Das Befremdliche und Einfache des »Bildes«; anders entspräche der Schluß gar nicht dem Verhüllten und der Wesentlichkeit des ganzen Gedichts.
»... Uns wiegen lassen, wie »indessen wiegte der See
Auf schwankem Kahne der See.« mich«, »Heimkunft«, Vers 43.

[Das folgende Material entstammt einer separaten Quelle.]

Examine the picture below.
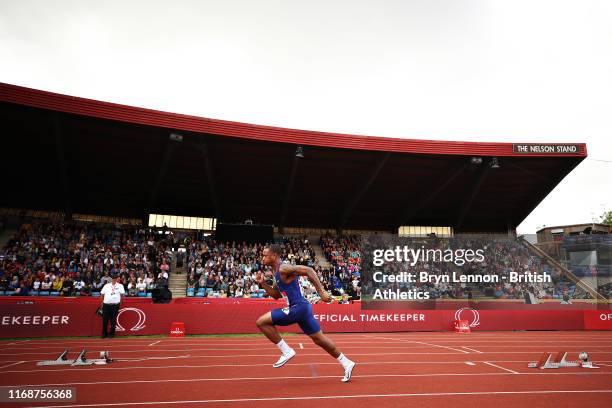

»Wiegte«?19 Oder selbst sich wiegen läßt? Wie der See sich wiegen läßt, gesammelt ins Eine, was vom See selbst getragen wird.
Wie wollen wir sein? Ist hier das »wollen« von »rückwärts wollen« aufgenommen? Oder ist zu ergänzen: Uns wiegen lassen; das ist doch das Wesentliche des Tragens und der »Treue«. Ist »Noth«!
»Die Ruhe« nicht als Aufhören, sondern als die Sammlung der Bewegtheit (das Heilige). Vgl. »Wie wenn am Feiertage«, Strophe II: »Denn ahnend ruhet sie selbst auch.« Vgl. »Die ... Ruhestätten.« Pindarfragment 1, V, 271.
Der Beistrich nach »lassen« zeigt an, daß der See eigenes »Subjekt« [ist] und daß das »wie« nicht sagen will: wie wenn wir wären auf schwankem Kahne des Meeres (»die See«). »Der See« ist nicht Genitiv zu »die See«, sondern der Nominativ von »der See«.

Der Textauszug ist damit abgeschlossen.